- Born: Chicago, Illinois
- Died: March 18, 2010 (aged 88) Naples, Florida
- Occupations: Executive, Financier

= Donald P. Kelly =

American businessman

Donald P. Kelly (February 24, 1922 - March 18, 2010) was a Chicago businessman, most well known for the 1987 leveraged buyout of the Beatrice Companies. He was the chairman of Kohlberg Kravis Roberts & Company, the firm that, along with Drexel Burnham Lambert, financed the acquisition of the Beatrice conglomerate for over $6 billion. The deal was one of the most profitable of the 1980s. Later in life he was the CEO of D.P. Kelly and Associates, and trustee of the Museum of Science and Industry.

==Early career==

Kelly joined the U.S. Navy in 1942, during World War II. He served on a torpedo ship, where he boxed and established a reputation as a tough fighter.
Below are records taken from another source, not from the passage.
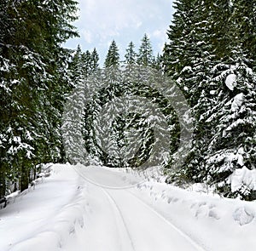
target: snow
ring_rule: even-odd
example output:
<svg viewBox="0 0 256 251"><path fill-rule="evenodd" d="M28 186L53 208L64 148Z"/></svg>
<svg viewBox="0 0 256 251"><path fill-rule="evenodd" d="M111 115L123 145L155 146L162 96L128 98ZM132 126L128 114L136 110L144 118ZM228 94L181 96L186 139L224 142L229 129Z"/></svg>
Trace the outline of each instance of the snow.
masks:
<svg viewBox="0 0 256 251"><path fill-rule="evenodd" d="M234 88L236 86L236 75L233 73L228 75L225 84L230 90L233 91Z"/></svg>
<svg viewBox="0 0 256 251"><path fill-rule="evenodd" d="M149 174L54 165L0 210L0 250L254 250L255 202L207 194L199 184L183 190ZM245 167L236 174L256 177Z"/></svg>
<svg viewBox="0 0 256 251"><path fill-rule="evenodd" d="M236 169L229 177L229 183L231 184L231 191L245 189L256 190L256 169L249 170L246 167Z"/></svg>
<svg viewBox="0 0 256 251"><path fill-rule="evenodd" d="M241 106L244 100L243 94L239 94L234 97L234 100L231 105L231 111L236 111Z"/></svg>

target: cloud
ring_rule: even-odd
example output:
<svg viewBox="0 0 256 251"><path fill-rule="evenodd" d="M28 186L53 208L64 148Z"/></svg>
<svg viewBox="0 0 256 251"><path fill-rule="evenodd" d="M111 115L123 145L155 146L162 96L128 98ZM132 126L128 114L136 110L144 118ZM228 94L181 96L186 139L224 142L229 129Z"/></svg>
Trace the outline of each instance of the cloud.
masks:
<svg viewBox="0 0 256 251"><path fill-rule="evenodd" d="M74 25L81 37L67 43L67 47L96 47L105 57L108 43L114 39L123 54L133 41L139 47L144 33L150 36L153 48L160 52L166 41L171 23L172 0L79 0L79 20ZM69 44L69 45L68 45Z"/></svg>

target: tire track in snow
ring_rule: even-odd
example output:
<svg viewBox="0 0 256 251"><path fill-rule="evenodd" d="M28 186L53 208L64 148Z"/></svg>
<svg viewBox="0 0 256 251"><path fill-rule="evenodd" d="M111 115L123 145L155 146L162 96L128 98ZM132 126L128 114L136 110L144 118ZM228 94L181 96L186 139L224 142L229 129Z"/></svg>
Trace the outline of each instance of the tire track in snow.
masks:
<svg viewBox="0 0 256 251"><path fill-rule="evenodd" d="M189 237L184 231L183 231L181 229L174 225L172 222L170 222L166 218L165 218L162 214L160 214L159 212L157 212L154 208L150 207L147 203L143 201L141 198L137 197L135 194L133 194L131 191L126 190L126 191L131 194L133 197L135 197L137 201L139 201L142 204L146 206L151 212L153 212L155 215L157 215L158 218L164 220L166 224L168 224L170 226L172 226L176 231L177 231L183 237L184 237L187 241L189 241L192 246L194 246L198 251L206 251L201 246L200 246L199 243L197 243L195 241L194 241L191 237Z"/></svg>
<svg viewBox="0 0 256 251"><path fill-rule="evenodd" d="M130 244L131 244L131 250L136 251L135 247L134 247L134 243L133 243L133 242L131 240L131 237L130 231L128 230L128 227L127 227L127 225L125 223L124 215L122 214L122 212L121 212L119 207L118 206L117 203L113 198L113 197L105 189L103 189L103 188L101 188L101 189L103 191L103 193L106 195L106 197L108 197L110 204L112 204L112 206L115 208L116 213L119 214L119 218L122 220L124 228L125 229L125 232L127 233L127 236L128 236L129 240L130 240ZM125 250L127 250L126 248L125 248Z"/></svg>

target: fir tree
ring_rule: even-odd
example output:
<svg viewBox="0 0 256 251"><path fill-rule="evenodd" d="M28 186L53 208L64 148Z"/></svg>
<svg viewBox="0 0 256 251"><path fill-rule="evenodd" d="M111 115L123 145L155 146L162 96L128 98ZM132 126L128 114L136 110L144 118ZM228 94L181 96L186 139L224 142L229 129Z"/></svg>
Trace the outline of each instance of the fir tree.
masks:
<svg viewBox="0 0 256 251"><path fill-rule="evenodd" d="M134 50L135 45L131 42L126 48L126 54L125 54L125 63L127 66L135 65L137 62L137 54Z"/></svg>
<svg viewBox="0 0 256 251"><path fill-rule="evenodd" d="M119 65L119 48L116 45L116 43L114 40L112 41L108 54L105 60L104 66L105 67L110 67L110 66L118 66Z"/></svg>
<svg viewBox="0 0 256 251"><path fill-rule="evenodd" d="M153 63L153 50L150 40L147 34L142 39L142 44L137 54L137 64L144 66L150 66Z"/></svg>

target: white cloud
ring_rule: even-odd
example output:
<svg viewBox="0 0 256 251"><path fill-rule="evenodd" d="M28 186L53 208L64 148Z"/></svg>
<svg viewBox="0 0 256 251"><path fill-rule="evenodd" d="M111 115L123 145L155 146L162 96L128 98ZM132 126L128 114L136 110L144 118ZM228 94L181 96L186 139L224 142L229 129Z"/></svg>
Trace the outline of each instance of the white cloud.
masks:
<svg viewBox="0 0 256 251"><path fill-rule="evenodd" d="M113 39L116 40L121 54L131 41L138 48L144 33L150 36L155 54L160 52L166 41L172 0L79 1L80 18L74 25L81 37L71 42L69 47L75 47L75 43L80 43L85 49L96 47L100 56L104 57L108 42Z"/></svg>
<svg viewBox="0 0 256 251"><path fill-rule="evenodd" d="M82 37L84 38L84 40L88 43L92 43L92 34L90 31L88 30L84 30L82 29L80 31L80 33L82 35Z"/></svg>

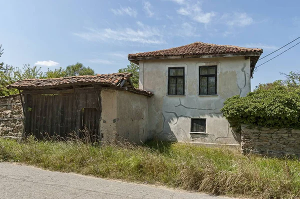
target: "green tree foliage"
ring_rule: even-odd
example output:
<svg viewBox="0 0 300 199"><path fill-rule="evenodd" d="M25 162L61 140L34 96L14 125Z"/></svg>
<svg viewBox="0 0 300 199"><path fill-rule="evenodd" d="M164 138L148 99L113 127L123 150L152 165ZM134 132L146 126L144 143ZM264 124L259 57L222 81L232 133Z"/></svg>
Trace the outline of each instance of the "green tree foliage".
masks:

He never attended college, despite a sibling at Northwestern and another being a graduate of Loyola. After the war he worked for a number of companies in Chicago, finally becoming the chief executive of Esmark in 1977.

==Leveraged buyouts==

Working for Esmark, Kelly oversaw the buyout of Norton Simon, and later tried to purchase Beatrice in 1984. Beatrice instead bought Esmark. Although the first Beatrice deal failed, Kohlberg, along with financing from Drexel, was able to acquire Beatrice in the late 1980s.

Kelly later oversaw the sale of the Beatrice divisions, becoming the CEO of one of the subsidiary companies.